For whatever reason, some parents fail to fulfill their parental duties. In some cases, the child absences herself from her parents, often because her parents were either emotionally, physically, or sexually abusive or harmed them in some way. Even though a child makes the choice to leave, they still experience the absence of their parents.

A parent’s role is to provide for the physical wellbeing of a child, to teach the child morals and personal values, to train the child to navigate life, to provide emotional support, love and protection, and to make sure the child receives an education. Modern parents are also expected to have a close, healthy relationship with their children and to make them happy and give them every advantage in life. Mothers are generally expected to be nurturing as well as to work if necessary, fathers are usually expected to financially provide for his children and to be the disciplinarian and moral guide; however, this is not always the way things play out. Sometimes the father is the caregiver and manages the home. Children whose parents do not fulfill either of these roles, even though they are physically present, can experience severe emotional conflicts. The effects of absent parents on a child often leave him unable to form healthy relationships, or he may have stress related illnesses due to the unresolved conflicts of his childhood. Many adults still struggle with the emotional turmoil they experienced in childhood caused by parents who were physically or emotionally absent.

What may cause even further distress is that the very parents who were absent in a person’s childhood will demand or require the physical and emotional support as they age that they never provided for their children. Hoping to finally connect with their parent emotionally and receive the love and attention that parent denied them in childhood, the adult child will assume some responsibility for their parent. And often, if they don’t, they will suffer from guilt even if the parent never admits their own failure to care for their child. Even worse, they may be facing the loss of the parent again if they are dying, especially if the problems are left unresolved.

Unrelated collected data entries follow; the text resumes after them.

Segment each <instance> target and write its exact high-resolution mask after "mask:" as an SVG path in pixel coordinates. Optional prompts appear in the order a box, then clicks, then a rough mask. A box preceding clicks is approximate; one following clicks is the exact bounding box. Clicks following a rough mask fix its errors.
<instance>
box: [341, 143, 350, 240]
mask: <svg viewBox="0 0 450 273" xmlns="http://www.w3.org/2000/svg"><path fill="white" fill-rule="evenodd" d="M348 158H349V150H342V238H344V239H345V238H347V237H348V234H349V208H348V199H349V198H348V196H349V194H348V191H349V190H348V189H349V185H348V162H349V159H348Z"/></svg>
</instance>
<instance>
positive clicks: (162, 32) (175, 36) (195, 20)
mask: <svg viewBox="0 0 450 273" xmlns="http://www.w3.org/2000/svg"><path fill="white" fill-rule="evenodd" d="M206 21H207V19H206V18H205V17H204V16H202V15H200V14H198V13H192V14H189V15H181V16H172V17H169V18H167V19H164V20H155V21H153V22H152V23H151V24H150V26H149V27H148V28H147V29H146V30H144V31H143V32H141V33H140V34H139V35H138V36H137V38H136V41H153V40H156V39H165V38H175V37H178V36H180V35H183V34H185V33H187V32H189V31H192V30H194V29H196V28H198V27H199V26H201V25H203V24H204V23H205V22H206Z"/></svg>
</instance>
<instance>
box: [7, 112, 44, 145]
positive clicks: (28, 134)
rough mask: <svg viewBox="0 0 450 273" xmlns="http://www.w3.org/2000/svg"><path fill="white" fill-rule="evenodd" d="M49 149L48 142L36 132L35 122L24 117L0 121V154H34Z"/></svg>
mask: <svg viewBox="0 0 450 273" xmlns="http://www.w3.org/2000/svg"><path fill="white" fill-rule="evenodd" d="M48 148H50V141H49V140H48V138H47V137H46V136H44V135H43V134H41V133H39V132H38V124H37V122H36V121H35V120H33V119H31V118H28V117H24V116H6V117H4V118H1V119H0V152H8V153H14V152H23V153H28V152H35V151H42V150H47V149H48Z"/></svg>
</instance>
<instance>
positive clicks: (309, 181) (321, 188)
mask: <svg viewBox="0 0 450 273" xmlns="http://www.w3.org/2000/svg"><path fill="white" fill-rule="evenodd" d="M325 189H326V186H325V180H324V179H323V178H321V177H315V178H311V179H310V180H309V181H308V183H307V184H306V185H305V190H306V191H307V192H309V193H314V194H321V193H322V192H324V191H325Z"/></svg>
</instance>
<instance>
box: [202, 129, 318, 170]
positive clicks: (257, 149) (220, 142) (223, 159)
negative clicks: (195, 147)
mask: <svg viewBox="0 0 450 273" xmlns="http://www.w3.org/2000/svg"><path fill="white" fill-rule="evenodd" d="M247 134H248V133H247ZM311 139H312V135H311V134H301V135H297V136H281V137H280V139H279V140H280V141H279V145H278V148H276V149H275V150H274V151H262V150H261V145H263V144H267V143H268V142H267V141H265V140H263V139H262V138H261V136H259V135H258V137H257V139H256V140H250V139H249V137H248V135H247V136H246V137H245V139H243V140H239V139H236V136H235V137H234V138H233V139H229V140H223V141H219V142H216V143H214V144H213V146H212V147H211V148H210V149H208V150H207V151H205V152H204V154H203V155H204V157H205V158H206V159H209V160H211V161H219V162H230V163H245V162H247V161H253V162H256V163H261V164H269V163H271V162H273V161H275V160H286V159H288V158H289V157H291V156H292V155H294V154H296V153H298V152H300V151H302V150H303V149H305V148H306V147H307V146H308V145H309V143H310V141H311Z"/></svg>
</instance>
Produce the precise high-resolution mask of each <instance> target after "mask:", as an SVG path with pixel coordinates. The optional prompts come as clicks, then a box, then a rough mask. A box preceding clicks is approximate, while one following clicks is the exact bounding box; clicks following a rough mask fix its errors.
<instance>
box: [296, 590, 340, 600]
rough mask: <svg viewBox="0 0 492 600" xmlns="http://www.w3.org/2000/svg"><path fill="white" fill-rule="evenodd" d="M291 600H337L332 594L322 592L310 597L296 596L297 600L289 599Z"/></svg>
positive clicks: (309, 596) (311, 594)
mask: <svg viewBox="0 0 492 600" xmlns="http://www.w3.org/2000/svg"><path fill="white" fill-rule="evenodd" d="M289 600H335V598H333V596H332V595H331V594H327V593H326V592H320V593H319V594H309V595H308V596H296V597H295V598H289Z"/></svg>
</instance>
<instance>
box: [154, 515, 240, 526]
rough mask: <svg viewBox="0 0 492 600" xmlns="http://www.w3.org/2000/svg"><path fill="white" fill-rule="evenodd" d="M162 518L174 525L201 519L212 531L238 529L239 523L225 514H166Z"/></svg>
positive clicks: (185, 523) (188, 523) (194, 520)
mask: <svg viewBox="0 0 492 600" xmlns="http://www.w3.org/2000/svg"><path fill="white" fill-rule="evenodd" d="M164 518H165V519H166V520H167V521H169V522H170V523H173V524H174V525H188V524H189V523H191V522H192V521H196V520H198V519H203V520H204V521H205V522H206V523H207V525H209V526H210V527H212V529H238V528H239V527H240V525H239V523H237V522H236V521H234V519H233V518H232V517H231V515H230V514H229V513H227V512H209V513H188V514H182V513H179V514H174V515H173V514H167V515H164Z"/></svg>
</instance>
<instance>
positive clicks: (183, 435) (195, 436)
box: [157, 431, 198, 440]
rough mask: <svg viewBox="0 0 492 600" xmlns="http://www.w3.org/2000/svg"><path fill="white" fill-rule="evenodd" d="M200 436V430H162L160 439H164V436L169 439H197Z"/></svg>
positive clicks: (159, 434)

There are many examples of absent parents in memoirs such as The Glass Castle by Jeanette Walls, Running with Scissors by Augusten Burroughs, A Child Called It by Dave Pelzer, and The Liars’ Club by Mary Karr. While the focus of these books is on the childhood experience of growing up with absent parents, they also reveal the residual damage to the authors as adults. In these memoirs, some parents are absent physically while others are absent emotionally. The writers have not “gotten over” the absence of their parents, and they are still affected by it. They may be filled with anger and resentment or emotional trauma. They may struggle to parent their own children because they lack a proper model to follow.
So, regardless of the strong fictional characters in children’s and young adult fiction who prosper on their own, it is probably unrealistic to expect the same in real life. Memoirs reveal the real costs to children who do not experience a loving relationship with their parents.